Yesterday one of our critical production instances froze for a few seconds. This runs on SQL Server 2000 (SP4+). Even a little downtime would cause lot of turbulence on this instance. The error log did not have any glaring errors except for this one.
DESCRIPTION: Error: 17883, Severity: 1, State: 0 Process 282:0 (1bb8) UMS Context 0x0A37C010 appears to be non-yielding on Scheduler 6
Around the same time frame all applications including the SQL Server Agent timed out while trying to connect to the instance. The services did not restart and the instance was operational in a few seconds.
Some information about User Mode Scheduler (UMS) and SQL Server Operating System Scheduler (SOS) in SQL Server 2005 and above.
- UMS Schedulers are the logical schedulers used by SQL Server against which each worker thread of a SPID are mapped and all the I/O related operations are processed through these schedulers.
- The number of schedulers are usually equivalent to the number of CPUs reported by the Operating System. This will not be true if the affinity mask value is changed from the default in SQL Server 2000.
- An SPID is generated only after the scheduler receives a request. After the SPID has finished the work it releases the ownership of the scheduler and the worker threads associated with that SPID are treated as “yielded”.
- If the owner worker thread of the shceduler does not respond (yield) in 60 seconds, 17883 error (UMS cotext…non-yielding…) is rasied. Only the first occurance of this error will also generate the stack dump.
This article on TechNet has very useful information on 17883 and related errors.
Now coming back to the issue on our server, I had quickly I checked the following.
- CPU and Memory utilization on the instance were normal
- There were no blocking sessions found
- The number of active sessions was ~200 which was less than the average for this instance
- There were no Backup or Maintenance jobs running at that time
- No disk related errors in the System Event Log
- Network team also confirmed that there was no network glitch
Still the schedulers were treated as non-yielding. The output of DBCC SQLPERF(umsstats) also confirmed that the scheduler had exhausted all the worker thread allocation.
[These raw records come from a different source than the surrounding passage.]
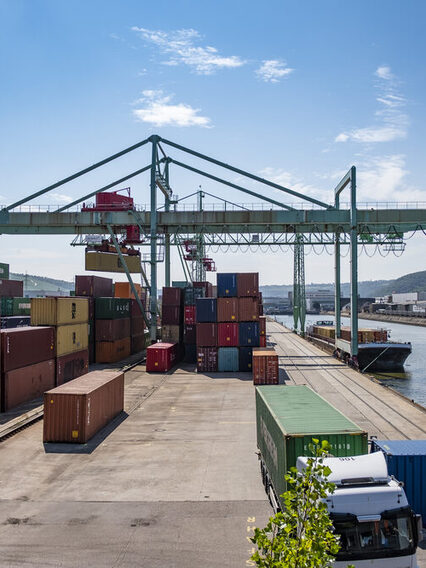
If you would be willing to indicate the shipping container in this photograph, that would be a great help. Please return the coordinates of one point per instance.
(207, 359)
(59, 311)
(4, 271)
(71, 338)
(189, 334)
(249, 334)
(265, 366)
(227, 309)
(248, 284)
(124, 290)
(190, 353)
(206, 310)
(112, 351)
(288, 417)
(406, 461)
(227, 335)
(11, 288)
(77, 410)
(171, 315)
(227, 359)
(161, 357)
(171, 333)
(15, 321)
(248, 309)
(110, 262)
(206, 334)
(71, 366)
(190, 315)
(26, 346)
(245, 359)
(94, 286)
(26, 383)
(112, 308)
(111, 330)
(226, 285)
(171, 296)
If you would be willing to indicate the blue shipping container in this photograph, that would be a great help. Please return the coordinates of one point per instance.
(249, 334)
(227, 359)
(206, 309)
(406, 460)
(226, 285)
(246, 354)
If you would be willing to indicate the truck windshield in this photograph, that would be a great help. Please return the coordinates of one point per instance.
(391, 536)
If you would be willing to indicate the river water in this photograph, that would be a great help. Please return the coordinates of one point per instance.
(412, 382)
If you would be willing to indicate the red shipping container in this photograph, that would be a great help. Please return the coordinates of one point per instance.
(25, 346)
(248, 284)
(227, 334)
(207, 334)
(27, 383)
(207, 359)
(161, 357)
(75, 411)
(11, 288)
(94, 286)
(112, 330)
(171, 315)
(190, 315)
(172, 296)
(227, 309)
(265, 366)
(248, 309)
(71, 366)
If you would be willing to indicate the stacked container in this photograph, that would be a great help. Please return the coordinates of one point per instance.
(27, 364)
(69, 316)
(112, 329)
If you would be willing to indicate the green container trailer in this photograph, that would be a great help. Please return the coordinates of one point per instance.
(112, 308)
(287, 418)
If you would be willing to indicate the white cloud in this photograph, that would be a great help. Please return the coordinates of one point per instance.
(159, 111)
(180, 46)
(272, 70)
(392, 122)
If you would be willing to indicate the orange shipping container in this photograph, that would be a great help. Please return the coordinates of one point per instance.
(75, 411)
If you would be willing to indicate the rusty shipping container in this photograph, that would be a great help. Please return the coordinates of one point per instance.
(76, 411)
(111, 330)
(71, 366)
(94, 286)
(71, 338)
(112, 351)
(27, 383)
(227, 310)
(248, 309)
(59, 311)
(265, 366)
(248, 284)
(206, 334)
(25, 346)
(207, 359)
(11, 288)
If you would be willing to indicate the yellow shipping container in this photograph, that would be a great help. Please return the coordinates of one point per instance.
(110, 262)
(71, 338)
(59, 311)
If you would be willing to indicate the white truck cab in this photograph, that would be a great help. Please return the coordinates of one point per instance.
(370, 512)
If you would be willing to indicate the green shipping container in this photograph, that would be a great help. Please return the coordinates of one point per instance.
(288, 417)
(112, 308)
(4, 271)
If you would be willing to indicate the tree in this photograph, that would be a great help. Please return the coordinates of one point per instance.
(301, 536)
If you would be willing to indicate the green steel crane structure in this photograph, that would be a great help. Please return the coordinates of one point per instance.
(276, 222)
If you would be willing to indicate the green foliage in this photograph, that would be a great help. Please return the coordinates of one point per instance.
(301, 536)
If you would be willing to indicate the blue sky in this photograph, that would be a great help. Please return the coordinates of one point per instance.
(293, 91)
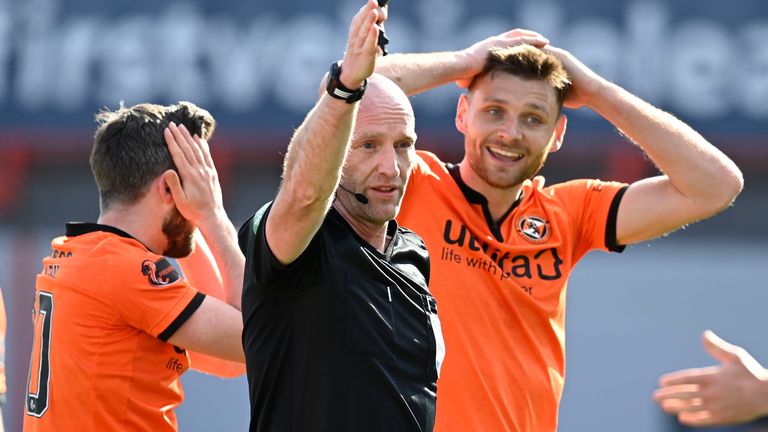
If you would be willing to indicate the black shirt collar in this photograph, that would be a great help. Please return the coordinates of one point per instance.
(391, 234)
(75, 229)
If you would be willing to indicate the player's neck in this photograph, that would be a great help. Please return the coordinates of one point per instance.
(134, 221)
(499, 199)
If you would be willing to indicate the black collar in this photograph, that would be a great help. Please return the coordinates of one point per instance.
(474, 197)
(75, 229)
(391, 233)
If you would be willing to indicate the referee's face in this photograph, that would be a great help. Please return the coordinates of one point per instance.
(380, 156)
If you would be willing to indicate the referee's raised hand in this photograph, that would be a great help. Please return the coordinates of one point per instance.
(362, 45)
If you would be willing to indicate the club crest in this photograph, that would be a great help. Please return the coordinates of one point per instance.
(534, 229)
(160, 272)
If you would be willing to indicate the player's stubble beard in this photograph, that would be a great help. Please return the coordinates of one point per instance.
(179, 235)
(506, 180)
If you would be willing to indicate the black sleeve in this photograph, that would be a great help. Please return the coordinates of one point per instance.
(193, 305)
(262, 268)
(611, 242)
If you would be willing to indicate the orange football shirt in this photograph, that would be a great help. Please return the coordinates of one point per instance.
(501, 291)
(104, 306)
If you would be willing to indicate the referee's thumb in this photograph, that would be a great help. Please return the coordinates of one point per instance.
(719, 348)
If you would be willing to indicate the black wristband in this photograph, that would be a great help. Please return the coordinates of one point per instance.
(336, 89)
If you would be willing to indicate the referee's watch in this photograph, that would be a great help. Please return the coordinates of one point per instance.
(337, 90)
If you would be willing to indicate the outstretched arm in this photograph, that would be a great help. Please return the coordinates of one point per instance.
(699, 180)
(734, 392)
(313, 162)
(415, 73)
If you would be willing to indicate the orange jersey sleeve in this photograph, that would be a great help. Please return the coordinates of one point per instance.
(501, 287)
(104, 306)
(201, 271)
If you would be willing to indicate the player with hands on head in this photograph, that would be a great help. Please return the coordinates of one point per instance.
(113, 318)
(736, 391)
(498, 229)
(340, 330)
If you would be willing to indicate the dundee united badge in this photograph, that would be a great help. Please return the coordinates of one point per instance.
(533, 228)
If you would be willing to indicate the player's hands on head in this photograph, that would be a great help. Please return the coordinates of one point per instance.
(734, 392)
(474, 56)
(195, 188)
(362, 47)
(586, 85)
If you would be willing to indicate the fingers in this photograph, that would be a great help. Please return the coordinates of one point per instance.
(191, 149)
(720, 349)
(360, 22)
(174, 184)
(678, 406)
(696, 376)
(685, 391)
(698, 418)
(177, 153)
(206, 150)
(362, 46)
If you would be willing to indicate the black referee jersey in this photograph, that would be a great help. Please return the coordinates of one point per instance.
(345, 338)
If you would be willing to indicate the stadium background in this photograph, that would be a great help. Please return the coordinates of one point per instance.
(256, 65)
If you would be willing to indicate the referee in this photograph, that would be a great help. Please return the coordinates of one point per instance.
(340, 330)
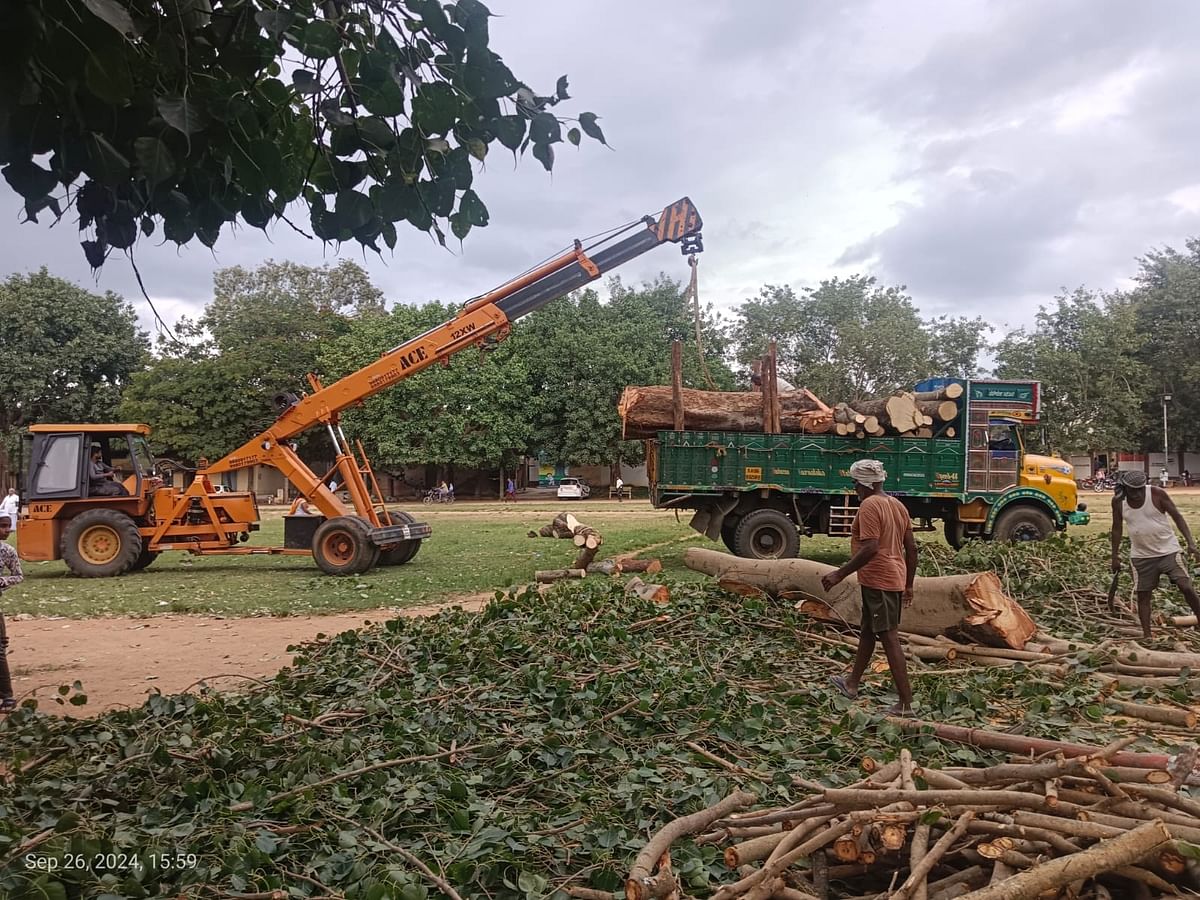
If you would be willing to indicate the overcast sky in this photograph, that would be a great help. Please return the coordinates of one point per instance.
(983, 154)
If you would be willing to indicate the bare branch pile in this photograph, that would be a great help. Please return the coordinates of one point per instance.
(1012, 832)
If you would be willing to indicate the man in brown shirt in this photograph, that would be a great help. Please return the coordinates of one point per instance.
(883, 552)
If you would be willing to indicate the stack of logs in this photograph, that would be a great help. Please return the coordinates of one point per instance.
(588, 540)
(1019, 831)
(646, 411)
(919, 414)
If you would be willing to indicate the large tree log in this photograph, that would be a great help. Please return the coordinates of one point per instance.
(951, 391)
(646, 411)
(969, 604)
(1050, 877)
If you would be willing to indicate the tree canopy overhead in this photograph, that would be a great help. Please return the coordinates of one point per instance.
(198, 114)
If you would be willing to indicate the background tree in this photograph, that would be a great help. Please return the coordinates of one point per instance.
(195, 115)
(955, 345)
(850, 337)
(67, 354)
(1085, 351)
(262, 333)
(1167, 304)
(473, 413)
(582, 353)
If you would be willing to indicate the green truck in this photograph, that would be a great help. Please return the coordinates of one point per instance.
(760, 492)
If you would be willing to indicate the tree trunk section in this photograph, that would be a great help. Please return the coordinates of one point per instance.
(546, 576)
(1053, 876)
(649, 409)
(975, 605)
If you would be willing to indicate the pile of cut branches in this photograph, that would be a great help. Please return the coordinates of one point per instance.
(1008, 832)
(525, 751)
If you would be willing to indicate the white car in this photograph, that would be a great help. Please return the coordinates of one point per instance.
(573, 489)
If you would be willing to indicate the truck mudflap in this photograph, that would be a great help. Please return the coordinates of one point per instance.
(395, 534)
(708, 521)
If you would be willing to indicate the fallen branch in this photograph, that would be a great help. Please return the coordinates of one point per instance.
(641, 882)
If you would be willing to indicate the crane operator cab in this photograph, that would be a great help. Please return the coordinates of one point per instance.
(96, 499)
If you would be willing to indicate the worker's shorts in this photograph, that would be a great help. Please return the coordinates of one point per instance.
(1147, 571)
(881, 609)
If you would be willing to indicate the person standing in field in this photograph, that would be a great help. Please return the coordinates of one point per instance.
(1149, 511)
(11, 507)
(883, 552)
(9, 561)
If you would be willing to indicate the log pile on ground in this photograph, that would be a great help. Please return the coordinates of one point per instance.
(1007, 832)
(646, 411)
(588, 540)
(971, 605)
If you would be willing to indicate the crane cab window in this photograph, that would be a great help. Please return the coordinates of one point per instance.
(57, 473)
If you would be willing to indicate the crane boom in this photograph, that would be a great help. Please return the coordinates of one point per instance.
(489, 316)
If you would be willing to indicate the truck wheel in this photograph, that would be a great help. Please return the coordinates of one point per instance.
(101, 543)
(403, 551)
(144, 558)
(1023, 523)
(766, 534)
(342, 546)
(729, 532)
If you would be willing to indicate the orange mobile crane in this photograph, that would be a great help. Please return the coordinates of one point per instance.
(106, 520)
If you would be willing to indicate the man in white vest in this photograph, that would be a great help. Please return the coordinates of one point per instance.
(1147, 513)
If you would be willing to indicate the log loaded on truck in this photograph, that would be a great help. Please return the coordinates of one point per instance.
(123, 520)
(757, 492)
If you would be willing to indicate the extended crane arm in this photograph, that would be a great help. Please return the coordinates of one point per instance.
(487, 316)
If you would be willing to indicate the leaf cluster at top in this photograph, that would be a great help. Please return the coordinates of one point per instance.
(198, 114)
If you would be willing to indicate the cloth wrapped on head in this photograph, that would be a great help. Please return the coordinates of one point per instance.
(868, 472)
(1132, 479)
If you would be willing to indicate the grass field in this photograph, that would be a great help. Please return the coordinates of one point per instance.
(475, 547)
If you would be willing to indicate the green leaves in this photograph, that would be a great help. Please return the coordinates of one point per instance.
(209, 99)
(29, 179)
(436, 108)
(318, 39)
(181, 113)
(112, 12)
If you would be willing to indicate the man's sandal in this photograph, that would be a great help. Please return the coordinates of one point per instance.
(839, 682)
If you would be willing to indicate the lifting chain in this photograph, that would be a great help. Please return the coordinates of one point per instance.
(693, 292)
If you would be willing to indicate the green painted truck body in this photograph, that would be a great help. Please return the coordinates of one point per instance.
(967, 480)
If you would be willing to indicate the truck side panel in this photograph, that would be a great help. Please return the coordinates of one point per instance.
(717, 462)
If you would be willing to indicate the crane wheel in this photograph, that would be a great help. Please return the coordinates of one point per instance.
(342, 546)
(101, 543)
(403, 551)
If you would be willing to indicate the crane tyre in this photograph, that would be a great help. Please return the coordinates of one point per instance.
(403, 551)
(101, 544)
(766, 534)
(342, 546)
(1023, 523)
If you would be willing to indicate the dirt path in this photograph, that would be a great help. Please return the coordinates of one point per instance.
(120, 660)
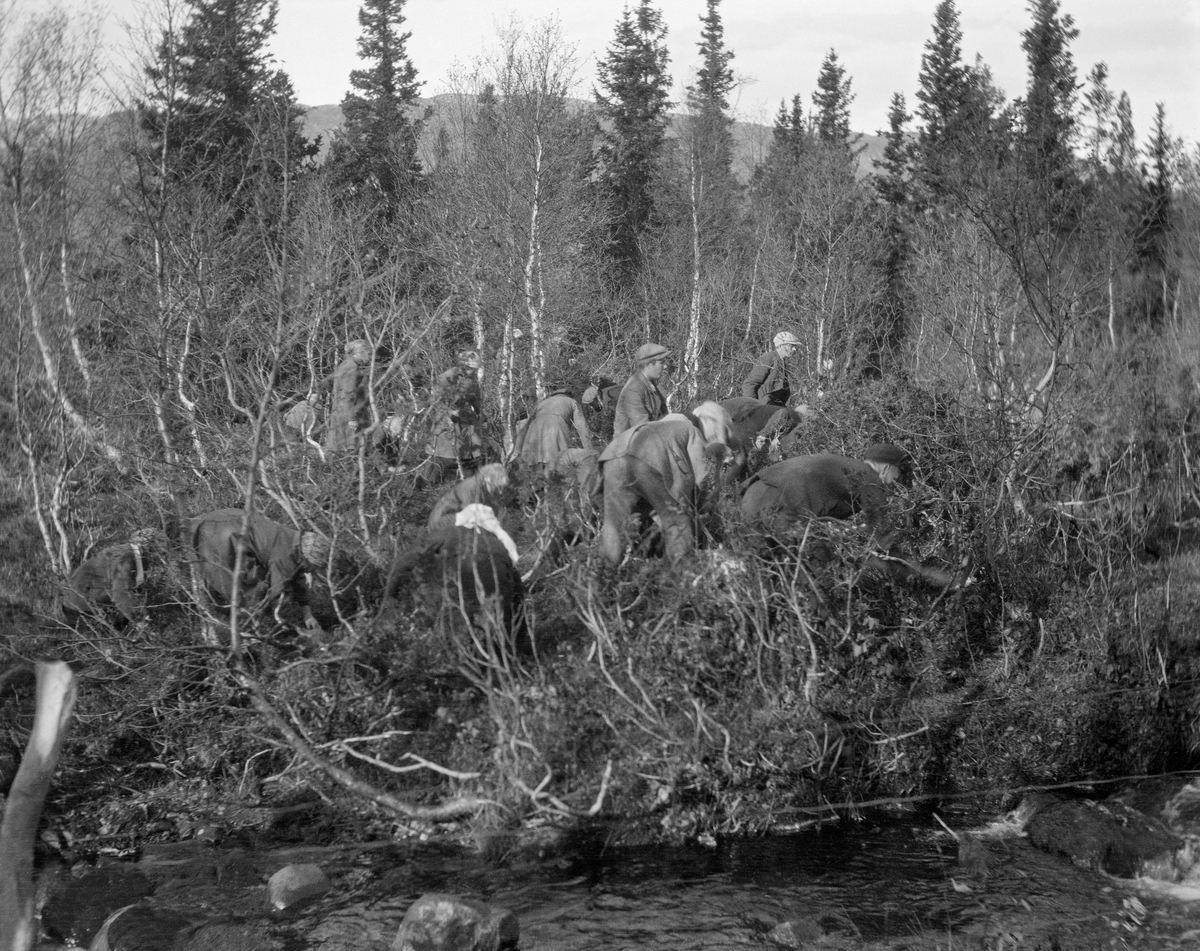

Statistic Value ------------------------ Scheduler ID 6.0 num users 15.0 num runnable 0.0 num workers 15.0 idle workers 15.0 work queued 0.0 cntxt switches 1.3390778E+7 cntxt switches(idle) 2.4731256E+7
Since all the symptoms mentioned in this article were ruled out, this article seemed to be more relevant to the issue that we were facing. However, there were no ADD DATAFILE or CREATE DATABASE commands were running on the instance. The only probable issue could have been the data files growing automatically.
In order to rule out this possibility, quickly scanned through the Auto Growth settings on all the databases on the instance. One of the database which was 25 GB in size had only one data file and the auto growth for data file was 100 MB. This database had a growth of ~500 MB per day in the last one month. This meant that this data file would grow 5 times a day and since this instance is SQL Server 2000 the database would be locked during the auto growth. This probably could have been one of the contributed factors for the error in the log.
Now the auto growth setting for this database has been changed to 1 GB which means that the data file would auto grow once in two days. With this change, all the possible contributing factors for 17883 error have been ruled out from Database perspective. After this I have not seen that error on the instance yet. Hopefully this will turn out to be a permanent fix!